Quant au foyer, qui ne paraît avoir eu de sens qu'autant qu'il se rattachait au culte des morts, il perdit aussi son prestige. On continua à avoir dans la maison un foyer domestique, à le saluer, à l'adorer, à lui offrir la libation; mais ce n'était plus qu'un culte d'habitude, qu'aucune foi ne vivifiait plus.

Le foyer des villes ou prytanée fut entraîné insensiblement dans le discrédit où tombait le foyer domestique. On ne savait plus ce qu'il signifiait; on avait oublié que le feu toujours vivant du prytanée représentait la vie invisible des ancêtres, des fondateurs, des Héros nationaux. On continuait à entretenir ce feu, à faire les repas publics, à chanter les vieux hymnes: vaines cérémonies, dont on n'osait pas se débarrasser, mais dont nul ne comprenait plus le sens.

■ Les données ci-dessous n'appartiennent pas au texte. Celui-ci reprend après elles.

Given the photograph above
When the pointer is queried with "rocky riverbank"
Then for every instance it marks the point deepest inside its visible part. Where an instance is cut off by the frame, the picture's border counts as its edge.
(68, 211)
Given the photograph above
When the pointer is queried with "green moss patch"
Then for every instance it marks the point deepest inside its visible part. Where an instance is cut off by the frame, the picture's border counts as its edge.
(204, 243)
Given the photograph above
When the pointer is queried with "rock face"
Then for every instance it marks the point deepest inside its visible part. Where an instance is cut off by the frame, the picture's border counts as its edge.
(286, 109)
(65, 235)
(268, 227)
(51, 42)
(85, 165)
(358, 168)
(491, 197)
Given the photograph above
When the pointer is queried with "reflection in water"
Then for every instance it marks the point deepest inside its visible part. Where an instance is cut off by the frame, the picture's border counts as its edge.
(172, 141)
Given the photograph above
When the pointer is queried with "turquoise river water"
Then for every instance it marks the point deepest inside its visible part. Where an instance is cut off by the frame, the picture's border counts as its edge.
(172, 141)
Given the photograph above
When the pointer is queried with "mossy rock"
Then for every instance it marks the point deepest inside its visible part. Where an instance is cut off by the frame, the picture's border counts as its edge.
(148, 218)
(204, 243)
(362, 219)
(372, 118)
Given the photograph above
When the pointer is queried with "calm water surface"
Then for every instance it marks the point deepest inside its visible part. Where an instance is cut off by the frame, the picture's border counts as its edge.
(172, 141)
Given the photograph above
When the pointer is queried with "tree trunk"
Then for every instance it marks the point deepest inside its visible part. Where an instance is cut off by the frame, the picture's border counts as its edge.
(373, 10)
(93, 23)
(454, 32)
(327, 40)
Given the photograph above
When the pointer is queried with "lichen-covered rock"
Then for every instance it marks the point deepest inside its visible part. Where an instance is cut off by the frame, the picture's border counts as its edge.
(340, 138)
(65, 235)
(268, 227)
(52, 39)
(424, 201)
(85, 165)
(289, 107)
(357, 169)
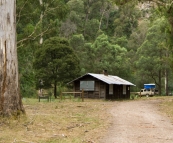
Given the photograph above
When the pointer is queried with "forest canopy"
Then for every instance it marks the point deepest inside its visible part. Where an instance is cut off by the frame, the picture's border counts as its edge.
(131, 39)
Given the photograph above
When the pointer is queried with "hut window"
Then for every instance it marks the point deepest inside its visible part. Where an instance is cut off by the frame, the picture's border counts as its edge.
(124, 89)
(110, 88)
(87, 85)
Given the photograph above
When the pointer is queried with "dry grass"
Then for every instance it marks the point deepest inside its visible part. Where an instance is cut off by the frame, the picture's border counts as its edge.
(67, 121)
(57, 122)
(166, 106)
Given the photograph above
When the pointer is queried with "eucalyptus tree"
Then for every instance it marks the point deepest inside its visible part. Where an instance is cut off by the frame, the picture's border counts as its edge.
(109, 56)
(154, 54)
(56, 63)
(10, 97)
(37, 20)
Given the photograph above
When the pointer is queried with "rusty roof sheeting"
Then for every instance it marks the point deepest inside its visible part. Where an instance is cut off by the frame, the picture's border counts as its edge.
(109, 79)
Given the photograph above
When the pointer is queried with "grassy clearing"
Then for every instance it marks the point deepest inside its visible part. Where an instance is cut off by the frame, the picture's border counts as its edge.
(166, 106)
(67, 121)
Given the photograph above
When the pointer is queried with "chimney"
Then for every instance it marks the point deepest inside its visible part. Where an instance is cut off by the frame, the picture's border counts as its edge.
(105, 72)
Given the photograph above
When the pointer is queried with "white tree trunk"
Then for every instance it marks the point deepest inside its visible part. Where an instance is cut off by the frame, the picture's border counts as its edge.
(10, 99)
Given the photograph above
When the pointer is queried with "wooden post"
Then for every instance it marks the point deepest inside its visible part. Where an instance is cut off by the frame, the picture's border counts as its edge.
(82, 95)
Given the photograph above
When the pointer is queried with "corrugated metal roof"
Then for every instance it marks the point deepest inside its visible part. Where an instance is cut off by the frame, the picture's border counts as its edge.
(109, 79)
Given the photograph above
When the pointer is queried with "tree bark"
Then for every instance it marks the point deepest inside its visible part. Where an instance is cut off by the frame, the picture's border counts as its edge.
(10, 98)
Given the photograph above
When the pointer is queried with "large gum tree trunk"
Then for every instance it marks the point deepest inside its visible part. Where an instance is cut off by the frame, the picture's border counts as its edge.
(10, 99)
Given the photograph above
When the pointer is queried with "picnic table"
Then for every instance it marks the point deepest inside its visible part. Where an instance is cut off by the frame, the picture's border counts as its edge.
(45, 96)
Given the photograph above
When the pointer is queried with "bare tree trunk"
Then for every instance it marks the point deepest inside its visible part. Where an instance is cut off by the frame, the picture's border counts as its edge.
(166, 82)
(10, 99)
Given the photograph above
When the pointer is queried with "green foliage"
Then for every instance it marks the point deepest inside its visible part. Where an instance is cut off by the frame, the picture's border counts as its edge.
(56, 62)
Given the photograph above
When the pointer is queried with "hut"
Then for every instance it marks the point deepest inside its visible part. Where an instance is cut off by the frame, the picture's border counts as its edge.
(102, 86)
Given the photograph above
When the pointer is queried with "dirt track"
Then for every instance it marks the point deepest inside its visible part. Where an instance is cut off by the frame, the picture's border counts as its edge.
(139, 122)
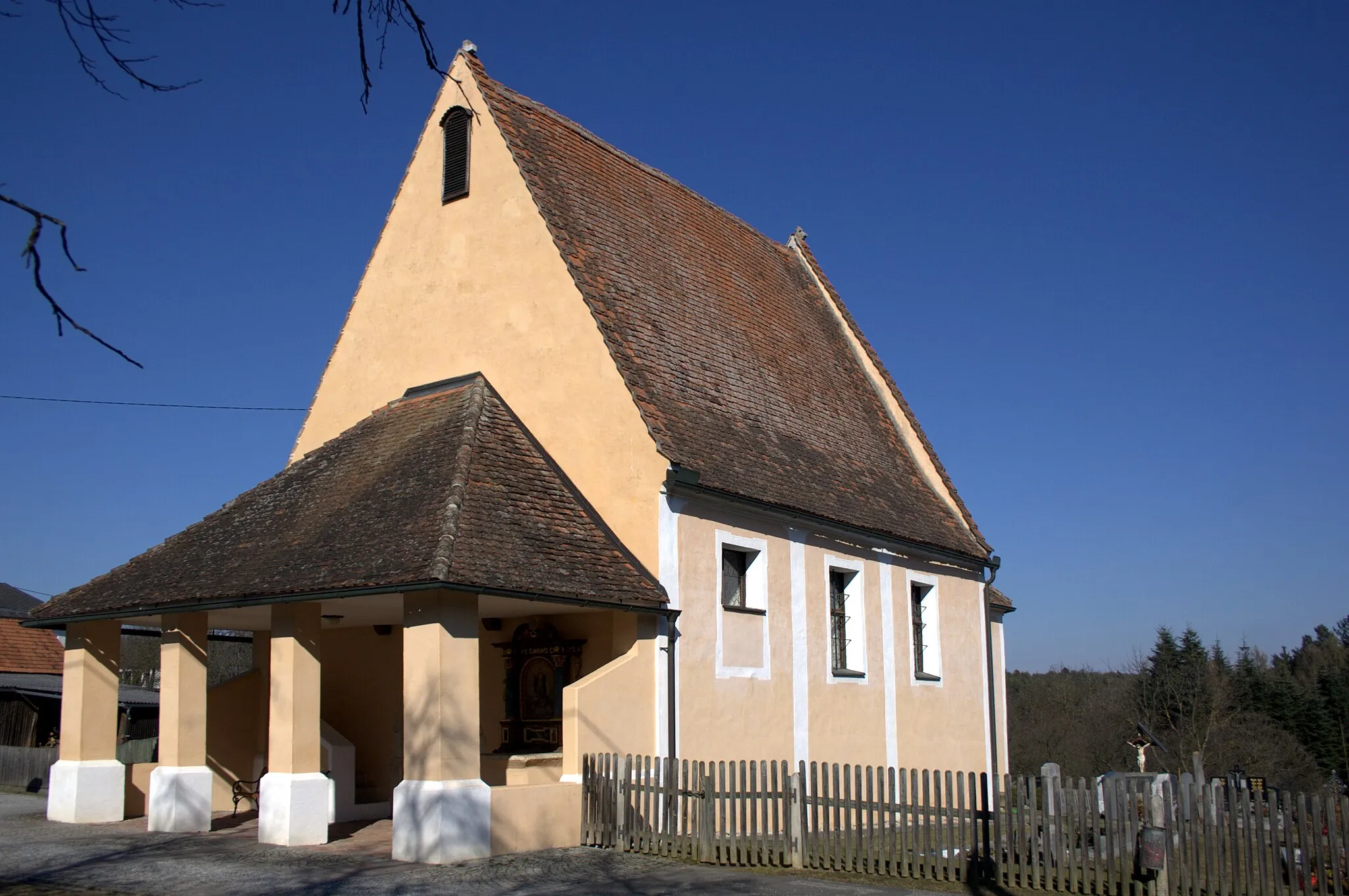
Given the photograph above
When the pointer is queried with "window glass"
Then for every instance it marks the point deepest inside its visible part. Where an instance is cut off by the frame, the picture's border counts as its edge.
(733, 575)
(838, 618)
(916, 615)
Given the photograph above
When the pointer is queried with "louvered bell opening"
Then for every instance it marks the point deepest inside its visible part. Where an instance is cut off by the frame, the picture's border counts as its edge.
(455, 124)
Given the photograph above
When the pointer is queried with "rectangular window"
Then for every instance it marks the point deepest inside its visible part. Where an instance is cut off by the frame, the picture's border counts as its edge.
(734, 565)
(839, 619)
(919, 614)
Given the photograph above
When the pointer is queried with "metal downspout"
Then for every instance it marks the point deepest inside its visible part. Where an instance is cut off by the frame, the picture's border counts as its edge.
(669, 685)
(992, 566)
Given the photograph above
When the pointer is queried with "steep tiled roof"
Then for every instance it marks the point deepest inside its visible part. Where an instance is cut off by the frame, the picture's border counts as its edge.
(24, 650)
(737, 363)
(445, 487)
(999, 598)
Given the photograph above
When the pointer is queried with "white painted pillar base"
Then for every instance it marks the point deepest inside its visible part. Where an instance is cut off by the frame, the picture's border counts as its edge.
(87, 791)
(180, 798)
(293, 808)
(440, 822)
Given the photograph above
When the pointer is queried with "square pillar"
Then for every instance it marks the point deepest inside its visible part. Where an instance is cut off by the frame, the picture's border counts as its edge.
(443, 807)
(293, 799)
(180, 786)
(88, 783)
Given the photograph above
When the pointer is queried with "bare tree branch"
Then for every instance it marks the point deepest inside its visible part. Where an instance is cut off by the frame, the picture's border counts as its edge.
(97, 37)
(385, 15)
(33, 259)
(84, 22)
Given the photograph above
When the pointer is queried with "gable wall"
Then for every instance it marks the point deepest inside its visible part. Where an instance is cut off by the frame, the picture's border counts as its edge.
(478, 284)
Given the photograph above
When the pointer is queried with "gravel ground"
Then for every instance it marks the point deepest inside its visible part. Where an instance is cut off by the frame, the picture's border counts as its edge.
(47, 858)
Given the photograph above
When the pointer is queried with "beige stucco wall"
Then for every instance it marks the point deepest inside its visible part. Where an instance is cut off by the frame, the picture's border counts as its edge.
(529, 817)
(750, 716)
(233, 752)
(362, 698)
(90, 690)
(440, 686)
(478, 284)
(293, 744)
(182, 690)
(613, 709)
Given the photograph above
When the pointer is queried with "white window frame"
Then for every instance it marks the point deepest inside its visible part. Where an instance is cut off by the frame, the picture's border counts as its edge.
(756, 601)
(854, 604)
(931, 611)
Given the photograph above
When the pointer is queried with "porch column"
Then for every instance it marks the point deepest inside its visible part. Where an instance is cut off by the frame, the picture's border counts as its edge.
(180, 786)
(293, 799)
(443, 807)
(88, 783)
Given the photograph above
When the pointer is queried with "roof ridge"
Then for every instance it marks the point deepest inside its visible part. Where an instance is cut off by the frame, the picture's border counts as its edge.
(892, 386)
(576, 495)
(475, 64)
(459, 480)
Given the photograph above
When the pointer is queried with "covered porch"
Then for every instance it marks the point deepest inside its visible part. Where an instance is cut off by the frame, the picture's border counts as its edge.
(510, 633)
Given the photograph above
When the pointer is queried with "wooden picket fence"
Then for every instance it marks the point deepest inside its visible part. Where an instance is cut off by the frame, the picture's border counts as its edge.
(1118, 835)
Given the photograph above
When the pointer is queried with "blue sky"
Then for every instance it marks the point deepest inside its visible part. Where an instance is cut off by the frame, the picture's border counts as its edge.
(1104, 250)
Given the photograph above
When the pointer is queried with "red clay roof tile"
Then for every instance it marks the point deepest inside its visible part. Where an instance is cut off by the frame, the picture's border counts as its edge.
(445, 487)
(740, 368)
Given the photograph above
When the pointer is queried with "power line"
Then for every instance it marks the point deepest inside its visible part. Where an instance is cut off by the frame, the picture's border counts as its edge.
(200, 408)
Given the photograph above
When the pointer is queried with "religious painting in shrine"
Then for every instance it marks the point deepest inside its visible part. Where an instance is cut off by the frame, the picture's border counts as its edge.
(539, 665)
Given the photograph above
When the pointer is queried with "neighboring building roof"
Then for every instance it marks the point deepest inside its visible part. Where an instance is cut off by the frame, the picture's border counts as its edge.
(738, 365)
(49, 686)
(441, 487)
(24, 650)
(14, 602)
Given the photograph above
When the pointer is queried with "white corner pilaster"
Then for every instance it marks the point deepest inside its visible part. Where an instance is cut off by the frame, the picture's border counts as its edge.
(87, 791)
(180, 799)
(293, 808)
(440, 822)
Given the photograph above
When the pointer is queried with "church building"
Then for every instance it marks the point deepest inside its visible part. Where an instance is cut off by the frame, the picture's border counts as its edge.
(594, 467)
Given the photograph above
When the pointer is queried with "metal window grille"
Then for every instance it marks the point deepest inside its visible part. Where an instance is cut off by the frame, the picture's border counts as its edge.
(455, 126)
(838, 619)
(916, 597)
(734, 564)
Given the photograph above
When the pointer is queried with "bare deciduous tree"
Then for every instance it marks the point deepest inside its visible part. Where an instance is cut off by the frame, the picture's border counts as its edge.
(99, 40)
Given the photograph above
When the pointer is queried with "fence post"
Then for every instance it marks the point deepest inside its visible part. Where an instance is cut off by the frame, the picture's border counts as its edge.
(796, 839)
(621, 802)
(706, 833)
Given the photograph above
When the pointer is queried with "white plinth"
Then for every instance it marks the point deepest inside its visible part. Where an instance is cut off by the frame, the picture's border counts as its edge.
(293, 808)
(180, 798)
(87, 791)
(441, 822)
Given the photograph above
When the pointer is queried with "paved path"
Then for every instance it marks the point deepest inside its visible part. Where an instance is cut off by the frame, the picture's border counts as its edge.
(124, 858)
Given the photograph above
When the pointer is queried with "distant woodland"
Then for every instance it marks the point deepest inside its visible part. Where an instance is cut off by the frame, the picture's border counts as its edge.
(1284, 717)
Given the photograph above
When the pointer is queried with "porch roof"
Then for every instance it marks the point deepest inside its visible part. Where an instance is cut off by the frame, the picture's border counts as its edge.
(443, 487)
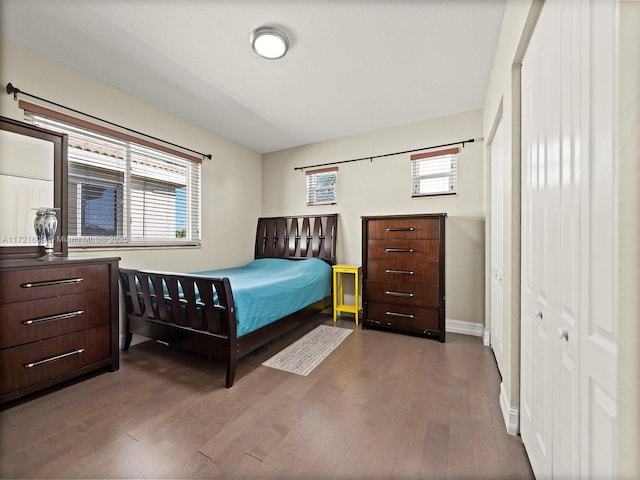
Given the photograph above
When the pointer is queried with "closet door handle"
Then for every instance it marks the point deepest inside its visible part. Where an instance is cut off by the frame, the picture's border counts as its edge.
(52, 318)
(563, 334)
(398, 294)
(53, 359)
(69, 281)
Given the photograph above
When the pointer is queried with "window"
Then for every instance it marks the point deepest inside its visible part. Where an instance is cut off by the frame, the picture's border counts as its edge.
(434, 173)
(122, 193)
(322, 186)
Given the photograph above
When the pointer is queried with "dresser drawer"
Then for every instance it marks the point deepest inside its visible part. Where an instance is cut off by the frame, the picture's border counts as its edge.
(404, 228)
(403, 271)
(416, 251)
(32, 284)
(403, 317)
(48, 317)
(402, 293)
(32, 363)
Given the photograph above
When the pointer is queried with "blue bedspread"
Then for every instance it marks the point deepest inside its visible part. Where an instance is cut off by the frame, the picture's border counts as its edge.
(267, 289)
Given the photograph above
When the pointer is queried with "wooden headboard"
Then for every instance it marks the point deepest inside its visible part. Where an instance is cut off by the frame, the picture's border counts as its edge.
(297, 238)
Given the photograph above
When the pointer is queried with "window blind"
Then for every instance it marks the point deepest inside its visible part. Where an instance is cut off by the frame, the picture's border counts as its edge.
(322, 186)
(434, 173)
(121, 193)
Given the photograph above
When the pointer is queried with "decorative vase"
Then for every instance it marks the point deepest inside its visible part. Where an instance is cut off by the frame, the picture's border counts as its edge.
(46, 225)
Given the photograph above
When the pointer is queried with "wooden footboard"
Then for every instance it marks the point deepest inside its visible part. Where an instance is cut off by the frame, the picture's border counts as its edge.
(189, 311)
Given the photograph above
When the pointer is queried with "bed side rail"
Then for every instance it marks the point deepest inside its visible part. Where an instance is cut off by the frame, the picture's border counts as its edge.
(190, 301)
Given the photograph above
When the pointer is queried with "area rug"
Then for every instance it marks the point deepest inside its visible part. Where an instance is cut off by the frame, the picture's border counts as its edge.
(306, 354)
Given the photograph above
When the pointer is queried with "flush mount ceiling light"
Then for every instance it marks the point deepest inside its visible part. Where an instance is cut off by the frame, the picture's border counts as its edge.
(269, 42)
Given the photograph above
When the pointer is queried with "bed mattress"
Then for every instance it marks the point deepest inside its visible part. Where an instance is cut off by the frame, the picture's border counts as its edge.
(267, 289)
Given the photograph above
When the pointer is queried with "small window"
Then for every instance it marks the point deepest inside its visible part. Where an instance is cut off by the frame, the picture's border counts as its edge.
(322, 186)
(434, 173)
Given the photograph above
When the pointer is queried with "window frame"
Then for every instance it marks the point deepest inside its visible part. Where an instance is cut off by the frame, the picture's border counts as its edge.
(124, 206)
(312, 189)
(433, 158)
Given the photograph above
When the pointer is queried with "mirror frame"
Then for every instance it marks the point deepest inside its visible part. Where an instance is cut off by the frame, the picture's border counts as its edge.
(60, 188)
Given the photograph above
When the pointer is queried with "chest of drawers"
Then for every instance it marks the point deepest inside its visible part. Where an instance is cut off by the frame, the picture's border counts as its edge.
(403, 273)
(58, 320)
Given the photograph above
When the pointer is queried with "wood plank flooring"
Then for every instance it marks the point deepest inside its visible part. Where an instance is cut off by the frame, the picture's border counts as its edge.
(382, 405)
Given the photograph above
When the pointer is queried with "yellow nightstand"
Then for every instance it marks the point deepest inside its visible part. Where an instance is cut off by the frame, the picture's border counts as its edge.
(338, 291)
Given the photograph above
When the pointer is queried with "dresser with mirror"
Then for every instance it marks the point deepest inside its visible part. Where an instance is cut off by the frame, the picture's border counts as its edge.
(58, 315)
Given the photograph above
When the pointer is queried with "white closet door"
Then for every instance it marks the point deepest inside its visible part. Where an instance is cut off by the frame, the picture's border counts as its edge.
(538, 237)
(497, 245)
(568, 374)
(598, 330)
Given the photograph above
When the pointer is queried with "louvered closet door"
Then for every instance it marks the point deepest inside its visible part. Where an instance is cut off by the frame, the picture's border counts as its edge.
(568, 345)
(497, 245)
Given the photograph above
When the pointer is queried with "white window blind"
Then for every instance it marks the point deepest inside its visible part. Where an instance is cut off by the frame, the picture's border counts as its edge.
(434, 173)
(121, 193)
(322, 186)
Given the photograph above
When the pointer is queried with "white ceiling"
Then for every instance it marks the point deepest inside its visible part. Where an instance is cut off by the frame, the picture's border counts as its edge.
(353, 65)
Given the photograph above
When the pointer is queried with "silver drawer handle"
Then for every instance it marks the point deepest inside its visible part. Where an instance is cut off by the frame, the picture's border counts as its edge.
(62, 316)
(380, 323)
(54, 282)
(398, 294)
(395, 314)
(53, 359)
(400, 272)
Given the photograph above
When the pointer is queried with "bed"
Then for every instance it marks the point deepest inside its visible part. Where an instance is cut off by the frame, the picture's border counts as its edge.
(226, 314)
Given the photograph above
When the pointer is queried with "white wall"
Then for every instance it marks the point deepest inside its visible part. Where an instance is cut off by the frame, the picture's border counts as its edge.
(382, 187)
(231, 182)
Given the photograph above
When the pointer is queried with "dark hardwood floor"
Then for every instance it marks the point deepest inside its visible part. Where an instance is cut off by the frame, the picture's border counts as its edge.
(382, 405)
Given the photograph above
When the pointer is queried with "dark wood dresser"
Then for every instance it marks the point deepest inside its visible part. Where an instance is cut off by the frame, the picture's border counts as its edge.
(403, 273)
(58, 320)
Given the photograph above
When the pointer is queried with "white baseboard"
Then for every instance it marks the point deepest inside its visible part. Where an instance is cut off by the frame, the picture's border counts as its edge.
(510, 415)
(464, 327)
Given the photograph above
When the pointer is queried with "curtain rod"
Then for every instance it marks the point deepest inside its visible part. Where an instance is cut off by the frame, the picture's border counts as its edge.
(15, 91)
(461, 142)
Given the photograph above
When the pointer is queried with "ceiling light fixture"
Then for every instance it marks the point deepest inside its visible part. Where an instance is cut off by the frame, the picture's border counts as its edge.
(269, 42)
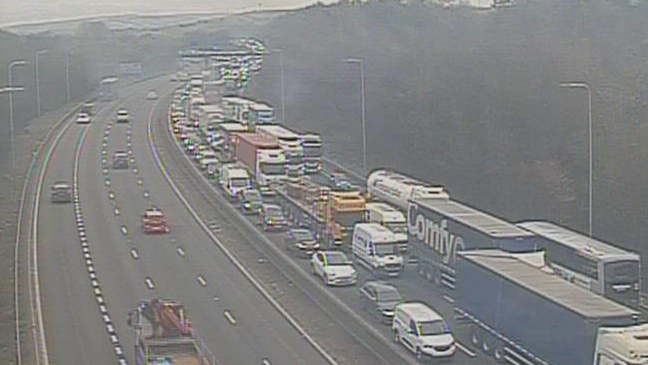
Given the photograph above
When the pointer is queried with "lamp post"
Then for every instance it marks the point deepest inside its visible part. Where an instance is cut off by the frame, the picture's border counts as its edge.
(67, 76)
(584, 85)
(360, 62)
(12, 64)
(283, 92)
(41, 52)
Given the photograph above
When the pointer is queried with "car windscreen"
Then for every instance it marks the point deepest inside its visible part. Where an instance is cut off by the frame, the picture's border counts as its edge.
(432, 328)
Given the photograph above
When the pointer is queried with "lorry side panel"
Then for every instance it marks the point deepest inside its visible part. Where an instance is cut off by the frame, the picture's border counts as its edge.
(554, 333)
(454, 237)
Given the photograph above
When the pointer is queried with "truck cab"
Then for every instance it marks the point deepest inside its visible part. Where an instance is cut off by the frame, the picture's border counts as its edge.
(377, 248)
(343, 210)
(234, 179)
(390, 218)
(623, 345)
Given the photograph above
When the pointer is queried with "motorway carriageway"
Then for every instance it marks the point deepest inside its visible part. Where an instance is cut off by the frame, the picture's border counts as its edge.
(411, 285)
(236, 323)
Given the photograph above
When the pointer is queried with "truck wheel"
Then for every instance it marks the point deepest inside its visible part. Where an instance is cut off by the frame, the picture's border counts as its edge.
(475, 336)
(498, 352)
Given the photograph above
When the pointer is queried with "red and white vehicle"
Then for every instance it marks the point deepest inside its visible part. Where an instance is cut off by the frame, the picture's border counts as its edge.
(154, 221)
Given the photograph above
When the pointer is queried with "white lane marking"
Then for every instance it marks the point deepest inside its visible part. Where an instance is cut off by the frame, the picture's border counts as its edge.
(181, 251)
(230, 317)
(201, 280)
(466, 350)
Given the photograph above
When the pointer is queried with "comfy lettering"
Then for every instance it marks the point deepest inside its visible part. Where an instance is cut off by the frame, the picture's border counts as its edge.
(433, 234)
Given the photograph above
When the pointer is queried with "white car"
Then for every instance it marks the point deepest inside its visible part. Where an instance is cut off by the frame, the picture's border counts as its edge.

Même les divinités de la nature, qu'on avait associées aux foyers, changèrent de caractère. Après avoir commencé par être des divinités domestiques, après être devenues des divinités de cité, elles se transformèrent encore. Les hommes finirent par s'apercevoir que les êtres différents qu'ils appelaient du nom de Jupiter, pouvaient bien n'être qu'un seul et même être; et ainsi des autres dieux. L'esprit fut embarrassé de la multitude des divinités, et il sentit le besoin d'en réduire le nombre. On comprit que les dieux n'appartenaient plus chacun à une famille ou à une ville, mais qu'ils appartenaient tous au genre humain et veillaient sur l'univers. Les poëtes allaient de ville en ville et enseignaient aux hommes, au lieu des vieux hymnes de la cité, des chants nouveaux où il n'était parlé ni des dieux Lares ni des divinités poliades, et où se disaient les légendes des grands dieux de la terre et du ciel; et le peuple grec oubliait ses vieux hymnes domestiques ou nationaux pour cette poésie nouvelle, qui n'était pas fille de la religion, mais de l'art et de l'imagination libre. En même temps, quelques grands sanctuaires, comme ceux de Delphes et de Délos, attiraient les hommes et leur faisaient oublier les cultes locaux. Les Mystères et la doctrine qu'ils contenaient, les habituaient à dédaigner la religion vide et insignifiante de la cité.